Before the service there was a lull where we sat at the back and just watched the morning activities. People fight a lot before church services, we noted. And fight about the most ridiculous things.

“Did you set that paper there? Nothing goes there. We have to leave that section of the pulpit clear. Absolutely clear.”

“I didn’t mean to leave it there, I was just thinking…”

“Well you can’t. So just move it.”

That was the interchange between two elderly men who…god love ‘em…had to bicker about a misplaced bulletin.

Next we turned our heads to notice the only under 80 person (besides us, of course) standing in the foyer— handing out bulletins of all things.

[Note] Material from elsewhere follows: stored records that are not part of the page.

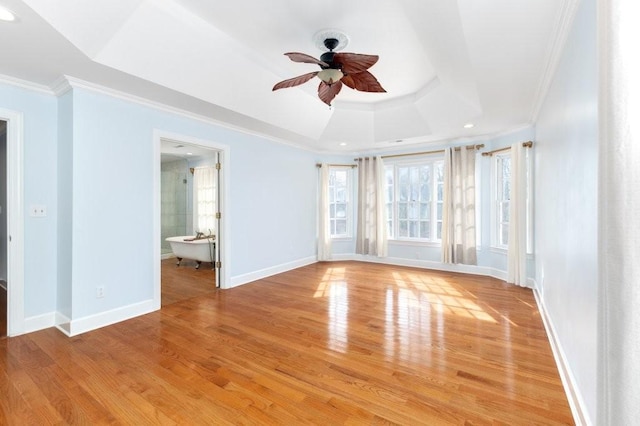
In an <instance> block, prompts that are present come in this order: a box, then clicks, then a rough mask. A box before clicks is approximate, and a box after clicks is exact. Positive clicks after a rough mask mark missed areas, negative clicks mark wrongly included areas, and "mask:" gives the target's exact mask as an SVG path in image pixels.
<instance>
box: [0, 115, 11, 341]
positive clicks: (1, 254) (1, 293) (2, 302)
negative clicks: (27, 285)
mask: <svg viewBox="0 0 640 426" xmlns="http://www.w3.org/2000/svg"><path fill="white" fill-rule="evenodd" d="M6 212H7V122H6V121H4V120H0V339H2V338H3V337H7V311H8V310H7V261H8V258H9V256H8V253H7V249H8V247H7V242H8V240H7V214H6Z"/></svg>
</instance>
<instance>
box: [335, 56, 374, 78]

“I really didn’t think anyone but elderly did that,” Desiree remarked. We just grunted back because we were too tired to speak.

Soon we learned that yes, in fact, only elderly do that. An old man walked up to the young, normal-looking guy and thanked him for his (odd) help, but that HE was in fact the bulletin hander-outer that morning. So the young man came over to us.

“Hi, I’m A.” he said and shook our hands. We introduced ourselves. Young. Good looking. This is a rare and wonderful thing.

“So I just took this shirt out of the dryer and wore it here without ironing it because I was like, well, just rolling out of bed. I’m from Oklahoma but I want to get into acting but right now I just got out of this rehab place and now I live in another place….and yeah…so that’s what’s going on but I’m going to move to another place probably while I’m doing this acting thing…”

Crazy. That explains it.

He paused for a breath.

“So how was Easter?”

WHAT?!

Not long after that we were in the Missions luncheon which was fabulous, actually, when people started going a bit bonkers about their kebabs.

“Are these kosher?” one man asked Lindsey who was in the assembly line handing out food next to me.

“Uh, I don’t know. You should probably go check with the kitchen staff.” She answered.

He turned to Desiree, who was next to her in the very same assembly line, handing out the very same food, and said:

“Are these kosher? I have to have kosher.”

Yup, buddy. Remarkably-- same answer AGAIN.

After that a dear little woman informed me that Saturday had been an exhausting day for her because she moved shopping carts around ALL DAY in Burbank.

Talk about making work for yourself. I wanted to hug the poor woman.

At our table a woman remarked casually about her husband seated next to her, “we met in September.”

“And you’re married?” Sam inquired since she already introduced us to him as her husband.

“Yes. We met in September, got married in January.”

This would have seemed almost ridiculously romantic if my sisters and I had not already known her from other events as the Woman With Severe Anxiety Issues. No event was too small to escape her attention if it was a derivation from HER norm WHATSOEVER.

“I think you guys moved that pebble on the centerpiece!” she FREAKED out at one such event. "Just stop everything and hand it back to me. I know where it goes and I just need to FIX these!"

Her rapid marriage must have gone off without ANY type of hitch. That, or her husband may have some scars to document said glitches.

Although weird was definitely occurring at our lovely little church, it was also a wonderful day. It was made more so by this remarkable fellow who spoke at every service. He’s fantastic.